While businesses sit and wait for the often-promised but not-yet-delivered paperless office, they are stuck with the sometimes-heavy costs of printing.
However, according to Y Soft. with most industries still relying on paper for much of their operations, it is possible for businesses to significantly reduce their printing costs.
“Businesses have been trying to do more with less for some time now but printing seems to be an area that gets overlooked,” says Adam O’Neill, managing director, Australia, Y Soft,
“This is unfortunate, since most businesses can make small changes that will actually deliver big savings when it comes to print costs,” he says.
According to Gartner, organisations that actively manage their printer, copier, and multifunction device fleet can save up to 30% in print costs.
In response, Y Soft has identified four key things organisations can do to optimise printing in their business:
1. Document capture and workflow automation
By scanning paper-based documents and automating their associated workflows, companies can save both time and money.

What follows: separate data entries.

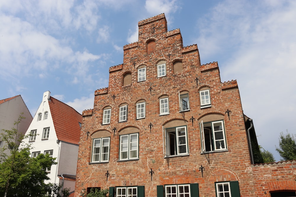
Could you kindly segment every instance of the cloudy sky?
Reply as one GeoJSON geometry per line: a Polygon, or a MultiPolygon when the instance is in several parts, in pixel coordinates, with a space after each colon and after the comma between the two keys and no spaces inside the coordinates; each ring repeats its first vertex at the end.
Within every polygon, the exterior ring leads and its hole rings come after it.
{"type": "Polygon", "coordinates": [[[138,22],[162,13],[184,46],[197,44],[202,64],[218,61],[222,82],[237,80],[259,144],[279,160],[279,133],[296,132],[292,0],[2,0],[0,100],[20,95],[33,116],[49,90],[81,113],[92,109],[138,22]]]}

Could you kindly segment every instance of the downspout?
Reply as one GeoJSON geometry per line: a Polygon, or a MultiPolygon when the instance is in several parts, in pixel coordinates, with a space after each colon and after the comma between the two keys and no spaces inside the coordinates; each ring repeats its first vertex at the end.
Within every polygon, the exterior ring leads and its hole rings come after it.
{"type": "Polygon", "coordinates": [[[252,159],[252,164],[254,164],[254,158],[253,157],[253,150],[252,149],[252,144],[251,141],[251,136],[250,136],[250,130],[251,130],[251,129],[253,128],[254,125],[253,124],[253,121],[252,119],[250,118],[248,120],[250,121],[250,127],[248,129],[248,137],[249,137],[249,143],[250,145],[250,149],[251,150],[251,158],[252,159]]]}

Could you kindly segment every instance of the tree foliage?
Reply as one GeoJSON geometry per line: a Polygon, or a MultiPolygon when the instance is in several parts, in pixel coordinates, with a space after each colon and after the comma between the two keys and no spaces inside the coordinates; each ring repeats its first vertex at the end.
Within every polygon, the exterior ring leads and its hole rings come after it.
{"type": "Polygon", "coordinates": [[[296,135],[290,134],[287,131],[285,134],[280,133],[279,147],[276,150],[279,154],[281,161],[296,160],[296,135]]]}

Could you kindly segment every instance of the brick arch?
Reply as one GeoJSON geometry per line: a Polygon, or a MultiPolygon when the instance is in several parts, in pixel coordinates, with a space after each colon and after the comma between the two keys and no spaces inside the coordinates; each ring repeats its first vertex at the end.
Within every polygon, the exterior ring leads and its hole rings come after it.
{"type": "Polygon", "coordinates": [[[206,181],[215,183],[219,181],[239,180],[239,177],[233,171],[226,167],[217,168],[210,173],[206,181]]]}
{"type": "Polygon", "coordinates": [[[296,181],[295,180],[269,181],[266,183],[270,191],[294,190],[296,191],[296,181]]]}

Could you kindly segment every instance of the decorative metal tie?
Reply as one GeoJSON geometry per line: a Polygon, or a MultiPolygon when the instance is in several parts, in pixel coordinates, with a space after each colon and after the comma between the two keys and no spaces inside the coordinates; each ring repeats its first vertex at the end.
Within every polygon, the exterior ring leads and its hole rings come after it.
{"type": "Polygon", "coordinates": [[[107,170],[107,173],[105,174],[105,176],[107,176],[107,181],[108,181],[108,177],[110,176],[110,174],[109,174],[109,172],[108,172],[108,170],[107,170]]]}
{"type": "Polygon", "coordinates": [[[190,122],[192,121],[192,126],[193,126],[193,121],[195,121],[195,119],[193,118],[193,116],[192,116],[191,118],[189,120],[190,122]]]}
{"type": "Polygon", "coordinates": [[[152,88],[152,87],[151,87],[151,86],[150,86],[150,87],[149,87],[149,89],[148,89],[148,91],[150,91],[150,95],[151,95],[151,91],[152,90],[152,89],[153,89],[153,88],[152,88]]]}
{"type": "Polygon", "coordinates": [[[198,78],[197,78],[197,77],[196,78],[195,78],[195,79],[194,80],[194,81],[196,82],[196,86],[198,86],[198,78]]]}
{"type": "Polygon", "coordinates": [[[203,171],[205,170],[205,167],[202,167],[202,165],[200,166],[200,172],[201,171],[202,171],[202,176],[203,177],[203,171]]]}
{"type": "Polygon", "coordinates": [[[152,181],[152,174],[154,173],[154,171],[152,170],[152,168],[151,169],[151,170],[149,171],[149,174],[151,174],[151,181],[152,181]]]}
{"type": "Polygon", "coordinates": [[[152,126],[153,127],[153,125],[151,124],[151,123],[150,123],[150,124],[148,125],[148,126],[150,127],[150,133],[151,133],[151,127],[152,126]]]}
{"type": "Polygon", "coordinates": [[[113,136],[113,137],[115,136],[115,131],[117,131],[117,129],[116,129],[116,127],[114,127],[114,128],[112,130],[112,131],[114,132],[114,135],[113,136]]]}
{"type": "Polygon", "coordinates": [[[227,113],[227,115],[228,115],[228,119],[229,120],[230,120],[230,118],[229,116],[229,113],[232,113],[231,112],[231,111],[229,110],[228,109],[227,109],[227,111],[225,112],[225,114],[226,114],[227,113]]]}

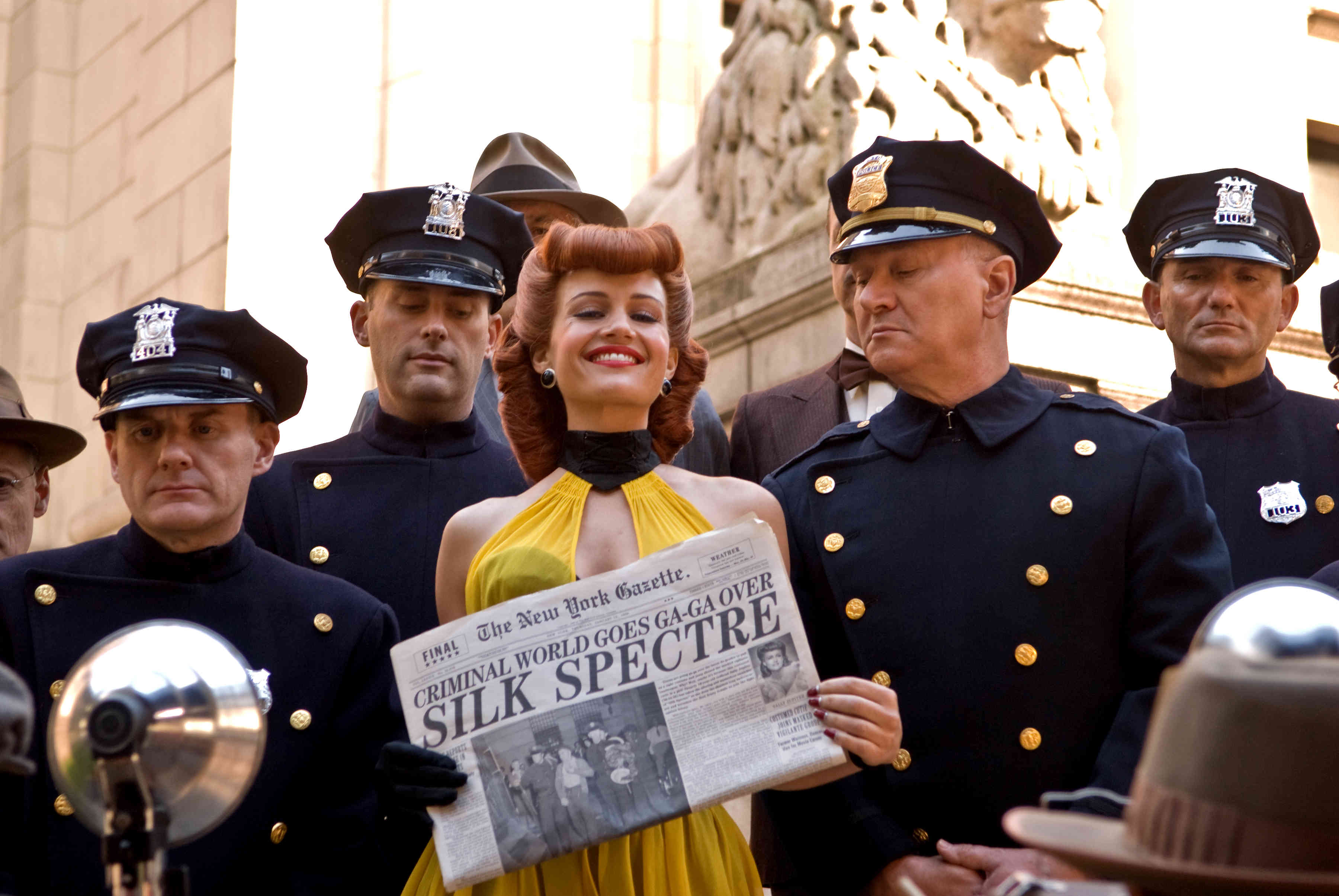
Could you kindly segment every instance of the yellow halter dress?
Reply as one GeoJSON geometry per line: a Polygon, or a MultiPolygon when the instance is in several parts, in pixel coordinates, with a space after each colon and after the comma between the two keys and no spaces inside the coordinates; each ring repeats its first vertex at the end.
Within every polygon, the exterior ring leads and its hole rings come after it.
{"type": "MultiPolygon", "coordinates": [[[[655,473],[627,482],[637,553],[712,525],[655,473]]],[[[565,473],[479,548],[465,579],[466,612],[576,581],[577,533],[590,483],[565,473]]],[[[761,896],[749,844],[720,806],[542,861],[458,896],[761,896]]],[[[446,896],[430,840],[402,896],[446,896]]]]}

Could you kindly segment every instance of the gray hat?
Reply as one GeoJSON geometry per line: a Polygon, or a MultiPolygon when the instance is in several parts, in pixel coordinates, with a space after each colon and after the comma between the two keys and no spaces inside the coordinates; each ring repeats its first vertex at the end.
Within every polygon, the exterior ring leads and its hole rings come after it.
{"type": "Polygon", "coordinates": [[[513,131],[494,137],[474,166],[470,193],[503,205],[513,200],[557,202],[572,209],[585,224],[628,226],[623,210],[609,200],[582,193],[576,174],[541,141],[513,131]]]}
{"type": "Polygon", "coordinates": [[[88,443],[68,426],[33,419],[23,403],[19,383],[0,367],[0,441],[5,439],[31,445],[43,466],[60,466],[88,443]]]}
{"type": "Polygon", "coordinates": [[[0,663],[0,774],[32,774],[32,694],[23,679],[0,663]]]}

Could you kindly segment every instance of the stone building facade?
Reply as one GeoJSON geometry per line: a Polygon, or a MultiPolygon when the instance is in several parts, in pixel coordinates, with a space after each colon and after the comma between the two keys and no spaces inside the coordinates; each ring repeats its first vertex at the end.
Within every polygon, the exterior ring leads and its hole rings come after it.
{"type": "Polygon", "coordinates": [[[87,321],[157,295],[222,307],[234,0],[0,3],[0,364],[88,449],[58,469],[33,546],[121,525],[87,321]]]}

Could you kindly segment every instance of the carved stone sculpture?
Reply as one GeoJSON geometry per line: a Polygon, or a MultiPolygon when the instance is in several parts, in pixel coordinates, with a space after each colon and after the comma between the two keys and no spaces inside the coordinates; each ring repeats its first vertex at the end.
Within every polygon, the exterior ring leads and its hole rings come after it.
{"type": "Polygon", "coordinates": [[[628,205],[695,276],[821,224],[826,178],[880,134],[961,139],[1059,221],[1119,170],[1106,0],[746,0],[696,145],[628,205]]]}

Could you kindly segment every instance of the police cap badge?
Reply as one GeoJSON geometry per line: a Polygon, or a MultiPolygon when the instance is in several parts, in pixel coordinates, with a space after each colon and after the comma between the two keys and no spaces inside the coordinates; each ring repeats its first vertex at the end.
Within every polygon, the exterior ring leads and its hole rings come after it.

“Securely scanning documents to pre-defined document libraries makes it easy to digitise important documents for archiving, and reduces the amount of physical space required,” O’Neill explains.
He says companies should look for a world-class optical character recognition (OCR) engine, among other features, to ensure the documents remain readable, searchable, and editable.
“By keeping subsequent workflows digital, rather than paper-based, companies can save time and avoid the need to print the document again.”
“You can’t manage what you can’t measure,” says O’Neill.
Organisations looking to optimise their print processes must start with comprehensive reporting so they can see which departments or individual users do the most and least printing, how often they print, what size paper they print to, whether they print in colour, and whether they use double-sided printing options.
“The organisation can then take steps to reduce the amount of unnecessary printing, and, potentially, find ways to bill the cost of printing back to clients or workgroups,” O’Neill explains.
3. Printing governance
Setting smart printing policies and making sure they’re adhered to can dramatically reduce the cost of printing.
This includes mandating monochrome prints in most cases, utilising double-sided printing options, and implementing pull-printing or print roaming solutions to ensure print-outs aren’t wasted.
“By getting employees to think about what they’re printing, organisations can significantly reduce the amount of unnecessary printing, leading to big cost savings,” O’Neill says.
4. Print roaming
According to Y Soft, in 2015, pull-printing solutions, also known as print roaming, made up more than half of managed print services engagements compared to less than 10% in 2005, demonstrating the value of this method of printing.
In this method, users send a document to the printer, then must physically go to the printer and use a swipe card or secure code to release the printing. This reduces the chances of unwanted print-outs, secure documents sitting on the printer, and wasted paper, O’Neill says.
“Businesses that invest in a print management solution can expect to achieve a fast return on investment, as the system begins saving on print costs from day one.”